Facebook co-founder Mark Zuckerberg expressed a similar sentiment in his own memo: “I made the decision to significantly increase our investments,” during the online pandemic boom. “I got this wrong, and I take responsibility for that.” He is cutting 11,000 jobs, or 13% of his workforce.
And last week, as Elon Musk laid off roughly half of Twitter’s staff, Twitter co-founder Jack Dorsey tweeted: “I grew the company size too quickly. I apologize for that.”
In other words, everything was going too well, the founders got swept up in the excitement and pushed things too far. But that is only half the story.

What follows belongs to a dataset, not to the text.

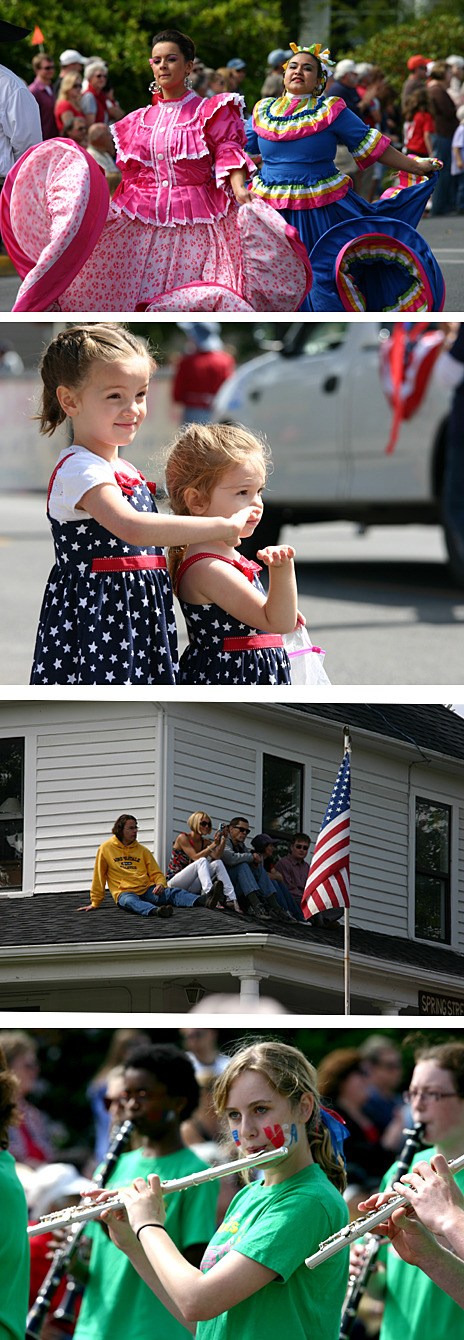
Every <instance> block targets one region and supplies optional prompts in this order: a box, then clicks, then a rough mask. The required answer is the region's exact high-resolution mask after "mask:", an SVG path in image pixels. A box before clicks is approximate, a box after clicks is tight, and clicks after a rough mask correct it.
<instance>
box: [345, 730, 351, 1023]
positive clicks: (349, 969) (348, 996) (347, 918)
mask: <svg viewBox="0 0 464 1340" xmlns="http://www.w3.org/2000/svg"><path fill="white" fill-rule="evenodd" d="M346 753H349V754H350V762H351V736H350V728H349V726H343V758H345V754H346ZM343 925H345V949H343V986H345V1014H350V909H349V907H345V914H343Z"/></svg>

Zuckerberg didn’t address the billions of dollars he has sunk into the metaverse, a project he is pinning the entire company’s future on. It would have made more sense to cultivate his virtual reality project in a smaller business unit, but the pivot has been too big and radical, a result of both Zuckerberg’s hubris and his unilateral control of Meta through super-voting shares, something he has shown no interest in changing. The metaverse project has cost Meta well over $10 billion, and his staff are now paying the price.
It also feels disingenuous for the founders of big tech companies to blame their first major layoffs on growing too quickly when Silicon Valley for years has revered hockey-stick growth. Dorsey could have done more to stamp out much of the cultural dysfunction at Twitter while he was chief executive officer, stories of which are now emerging from former employees. It didn’t help that he simultaneously ran another company, Square (now Block Inc.), a leadership strategy Musk is taking to the next level.
For Zuckerberg, a better way to show contrition would be to review the dual-class structure that has made him untouchable. Much as it’s impressive to hear him take responsibility for getting it wrong, the words mean little when Meta’s shareholder structure lets him put the company on a path to create social harm or liberally invest in a quixotic venture like the metaverse.
Tech giants like Alphabet Inc., Shopify and Pinterest follow the same dual-class structure. But investors will probably be rethinking how wise that system is when it creates permanent sovereigns that can get away with writing long apologies instead of answering to shareholders.
While the wave of layoffs still doesn’t surpass the carnage of the dot-com bust in 2000, when entire companies went to the wall, this is still the worst moment in big tech history since then. It should be a humbling occasion for the industry’s biggest players, and with any luck mark the end of the era of visionary, autocratic tech founders who “grow too quickly” and more besides.